Frade et al.18 identified a relationship between the polymorphism of the -509 T allele of the TGF-β1 gene and the risk of developing visceral leishmaniasis in an endemic area in Brazil. However, no reports have been found for this polymorphism of TGF-β1 cytokine in ATL.
Phenotypic frequencies did not present a significant difference for the genes encoding TNF-α, IFN-γ, IL-10, IL-6, and TGF-β1 among individuals with or without ATL (p> 0.05) (Table 3).

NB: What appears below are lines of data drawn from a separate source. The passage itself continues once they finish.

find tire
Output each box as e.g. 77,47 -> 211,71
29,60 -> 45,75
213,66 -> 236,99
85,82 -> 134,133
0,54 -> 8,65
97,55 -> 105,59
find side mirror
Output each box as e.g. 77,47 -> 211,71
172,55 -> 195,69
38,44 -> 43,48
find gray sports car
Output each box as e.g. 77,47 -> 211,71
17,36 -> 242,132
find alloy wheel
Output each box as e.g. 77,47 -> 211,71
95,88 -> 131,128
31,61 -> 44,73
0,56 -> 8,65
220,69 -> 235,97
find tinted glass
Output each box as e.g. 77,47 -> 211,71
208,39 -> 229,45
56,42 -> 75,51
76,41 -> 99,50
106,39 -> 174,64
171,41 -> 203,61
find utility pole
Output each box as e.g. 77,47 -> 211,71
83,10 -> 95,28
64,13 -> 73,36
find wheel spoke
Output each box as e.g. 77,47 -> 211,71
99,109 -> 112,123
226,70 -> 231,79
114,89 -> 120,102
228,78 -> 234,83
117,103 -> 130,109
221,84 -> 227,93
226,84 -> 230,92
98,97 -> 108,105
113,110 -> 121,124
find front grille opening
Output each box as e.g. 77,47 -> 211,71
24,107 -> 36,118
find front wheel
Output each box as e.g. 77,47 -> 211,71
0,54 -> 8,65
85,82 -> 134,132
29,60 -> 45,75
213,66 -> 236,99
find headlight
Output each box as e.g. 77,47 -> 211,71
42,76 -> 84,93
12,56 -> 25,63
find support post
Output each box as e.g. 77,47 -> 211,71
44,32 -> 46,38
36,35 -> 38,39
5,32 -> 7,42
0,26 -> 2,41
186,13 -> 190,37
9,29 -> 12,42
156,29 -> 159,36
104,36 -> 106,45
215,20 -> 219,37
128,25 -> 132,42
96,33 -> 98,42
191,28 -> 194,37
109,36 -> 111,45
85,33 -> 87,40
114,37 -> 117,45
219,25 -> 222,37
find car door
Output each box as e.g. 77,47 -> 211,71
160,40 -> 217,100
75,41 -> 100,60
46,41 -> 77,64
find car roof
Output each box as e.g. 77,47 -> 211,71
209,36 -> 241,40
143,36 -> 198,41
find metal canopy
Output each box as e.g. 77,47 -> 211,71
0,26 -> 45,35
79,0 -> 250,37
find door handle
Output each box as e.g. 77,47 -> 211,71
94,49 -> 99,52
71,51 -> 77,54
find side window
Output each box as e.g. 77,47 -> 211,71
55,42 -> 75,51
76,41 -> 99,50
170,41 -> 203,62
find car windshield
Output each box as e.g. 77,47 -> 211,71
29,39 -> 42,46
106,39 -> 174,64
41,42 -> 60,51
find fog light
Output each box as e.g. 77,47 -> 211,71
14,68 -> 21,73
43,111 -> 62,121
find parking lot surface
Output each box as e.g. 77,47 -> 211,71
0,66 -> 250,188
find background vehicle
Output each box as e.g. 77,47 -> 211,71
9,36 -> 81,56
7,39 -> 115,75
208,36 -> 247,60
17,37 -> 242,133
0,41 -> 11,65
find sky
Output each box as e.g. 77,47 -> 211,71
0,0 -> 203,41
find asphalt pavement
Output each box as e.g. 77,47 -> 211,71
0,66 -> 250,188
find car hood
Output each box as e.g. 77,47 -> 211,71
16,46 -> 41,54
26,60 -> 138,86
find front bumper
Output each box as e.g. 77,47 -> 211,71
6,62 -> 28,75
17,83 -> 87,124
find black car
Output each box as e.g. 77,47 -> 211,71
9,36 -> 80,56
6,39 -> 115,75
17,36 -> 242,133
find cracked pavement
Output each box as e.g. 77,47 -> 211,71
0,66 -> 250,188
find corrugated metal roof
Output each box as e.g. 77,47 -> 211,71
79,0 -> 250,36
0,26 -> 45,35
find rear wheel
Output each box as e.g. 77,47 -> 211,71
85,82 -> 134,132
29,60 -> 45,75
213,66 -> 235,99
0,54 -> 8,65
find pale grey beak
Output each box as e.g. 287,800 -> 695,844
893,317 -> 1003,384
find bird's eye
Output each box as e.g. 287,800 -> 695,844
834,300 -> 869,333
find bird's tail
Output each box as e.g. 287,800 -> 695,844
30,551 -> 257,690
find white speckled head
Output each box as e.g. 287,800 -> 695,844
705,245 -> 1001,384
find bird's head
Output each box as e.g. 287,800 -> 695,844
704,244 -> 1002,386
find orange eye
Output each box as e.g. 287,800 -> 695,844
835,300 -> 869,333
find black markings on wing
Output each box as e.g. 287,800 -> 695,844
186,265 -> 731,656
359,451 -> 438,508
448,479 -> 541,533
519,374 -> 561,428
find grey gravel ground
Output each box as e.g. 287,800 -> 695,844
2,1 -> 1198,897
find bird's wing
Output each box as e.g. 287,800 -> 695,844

Individual variations in cytokine expression are genetically determined, and the polymorphisms that involve gene regulatory regions are important to establish a low, medium or high production of these molecules. Multiples studies suggested an association between the cytokine gene polymorphisms and the immune-regulatory profile as well as patient susceptibility for various infectious diseases5.
The limitations of this study consist particularly in the use of small sample sizes, and in the difficulties in obtaining other relevant information. Despite these limitations, this study provided important data on SNP analysis that may become a useful tool in the identification of high or low risk for the development of ATL in patients.
In conclusion, according to our data, genotype G/G and genotypes G/C and C/C at codon 25 of TGF-β1 seemed to confer resistance and susceptibility to the development of ATL, respectively, in the sample population assessed in this study. SNP analysis may become a useful tool in the identification of high or low risk for developing ATL in patients.
The present study was approved by the Ethics Committee on Human Research of the Universidade Estadual de Maringá (protocol nº 153/2009) and agrees with the Declaration of Helsinki of 1964. All volunteers have signed up a written consent form prior to the data collection and inclusion as subjects in the study.